City Council approves annexation along South U.S. 25

Jan. 18—Expansion of London City Limits between Interstate 75 exits 38 to 29 brought city services to areas in southern Laurel County.

To further that expansion, the London City Council addressed in a special-called meeting Friday the issue of annexing along U.S. 25 from London to the intersection of U.S. 25-South and U.S. 25-West (Cumberland Gap Parkway) to further assist city police and business growth in the area.

The annexation would run along U.S. 25 with property owners choosing to voluntarily become part of the city limits. London Mayor Randall Weddle stressed that annexation would be strictly voluntary.

"This will all be voluntary — we will be giving people a choice if they want to be annexed," Weddle said.

Council member Donnie Philpot questioned the costs of surveys of the property for that annexation, with City Attorney Larry Bryson adding that the city would bear the costs of the surveys.

Weddle mentioned two industrial parks that could join in with the annexation — Greer Industrial Park at the intersection of KY 1006 and U.S. 25 and the Fariston Industrial Park on U.S. 25. Currently the city police utilize U.S. 25 to patrol the southern annexed sections of the city and further annexation would place those sections as part of the city.

Council member Kelly Greene questioned ongoing annexation projects along Parker Road and KY 192, to which she was told that those processes will continue. Greene said those areas had been on the topic table for some time and she did not want to see it overlooked.

Weddle also addressed the A.R. Dyche Memorial Park board, which currently is defunct. Margaret Keith, granddaughter of Russell Dyche, who donated the property for a cemetery, said the site is often referred to as "Cemetery" but the proper name of the property is the A.R. Dyche Memorial Park. Options for council members were to consider keeping the board under city oversight or creating the board as a self-operating unit.

City CDL drivers will also be seeing an increased pay check, after the council agreed to give those drivers a raise to $20 per hour.

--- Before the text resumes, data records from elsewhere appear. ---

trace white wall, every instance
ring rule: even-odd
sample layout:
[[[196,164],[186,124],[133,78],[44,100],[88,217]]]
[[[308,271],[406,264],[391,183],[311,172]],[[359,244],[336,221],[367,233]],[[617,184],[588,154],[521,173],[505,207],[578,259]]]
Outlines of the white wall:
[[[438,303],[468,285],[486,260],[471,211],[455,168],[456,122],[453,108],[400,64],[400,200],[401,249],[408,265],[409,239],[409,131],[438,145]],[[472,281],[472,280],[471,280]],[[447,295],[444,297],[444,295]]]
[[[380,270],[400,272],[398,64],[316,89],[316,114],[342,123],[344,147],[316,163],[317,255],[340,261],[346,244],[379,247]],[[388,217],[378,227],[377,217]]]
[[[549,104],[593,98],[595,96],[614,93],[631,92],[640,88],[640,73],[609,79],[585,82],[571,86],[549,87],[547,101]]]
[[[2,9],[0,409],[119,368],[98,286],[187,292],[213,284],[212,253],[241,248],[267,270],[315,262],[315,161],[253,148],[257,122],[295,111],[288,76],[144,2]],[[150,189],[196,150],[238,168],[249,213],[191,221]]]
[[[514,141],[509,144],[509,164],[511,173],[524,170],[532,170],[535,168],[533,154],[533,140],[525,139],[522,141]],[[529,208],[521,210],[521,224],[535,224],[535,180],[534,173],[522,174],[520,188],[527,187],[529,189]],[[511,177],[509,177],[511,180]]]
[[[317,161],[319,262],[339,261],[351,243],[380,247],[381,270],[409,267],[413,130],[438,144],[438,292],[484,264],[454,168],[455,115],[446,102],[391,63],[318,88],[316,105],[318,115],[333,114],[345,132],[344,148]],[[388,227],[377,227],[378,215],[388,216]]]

"Those drivers are currently $5 an hour behind the rates," Mayor Weddle added.

London Police Chief Chuck Johnson also spoke to council members regarding the Interagency Agreement for a HIDTA (High Intensity Drug Trafficking Area) Task Force that involves both the city police and Laurel County Sheriff's Office in conjunction with the HIDTA program created through monies lobbied for by Congressman Hal Rogers. The combined agencies work together in drug investigations. Under the agreement, the city and county would split the costs. The task force has already made two significant investigations with arrests and seizure of illicit drugs. That measure passed unanimously.

A water leak on Chinook Drive also spurred discussion, with council members hearing from Randy Gay with the city's Street Department. Gay said the problem arises with a smaller pipe that allows water runoff. He said the problem can be resolved by installing an 18- inch pipe to replace the 12-inch pipe. With gravel and the installation, the project is expected to cost $7,230.

Returning to a prior discussion, council members also voted to terminate the lease agreement between the City of London and London Tourism Commission for the London Community Center. Although the reasons for that termination were not discussed in detail, the contract does allow either party to cancel the lease without reason. That issue, however, was a main topic of discussion during Monday's special called tourism meeting. (See related article, this edition.)

In other actions, council members approved:

—Adding Google Workspace to the city's newly created IT Department. Sgt. Eric Stallard told council members that the new system provided better security at cheaper rates than the Microsoft programs. The city would need 75 accounts for staff at a cost of $228 annually, with the overall cost being $17,100. Stallard said that in situations where a city employee tried to log in to their account with an incorrect password would frequently shut down the entire system, which is outdated. The new system was considerably less costly and more efficient, he continued. That was approved unanimously.

—Establishment of the London Finance Corporation, which is comprised of city council members. When property purchases are discussed, the finance corporation meets and approves/disapproves the purchase. The board must then adjourn with the issue then being discussed as a council.

—Advertising for bids for a 2022 Dodge Durango to replace the cruiser destroyed in the fatal accident that took the life of City Officer Logan Medlock in October.

—Declaration of surplus property from City Hall. Weddle added that some items had already been distributed to other city departments.

—The loan of furniture to City Hall by Victoria Weddle.

—Purchasing new radio system for the city police department. The current system is 12 years old and needs updated. A new unit from London Radio is priced at $30,000.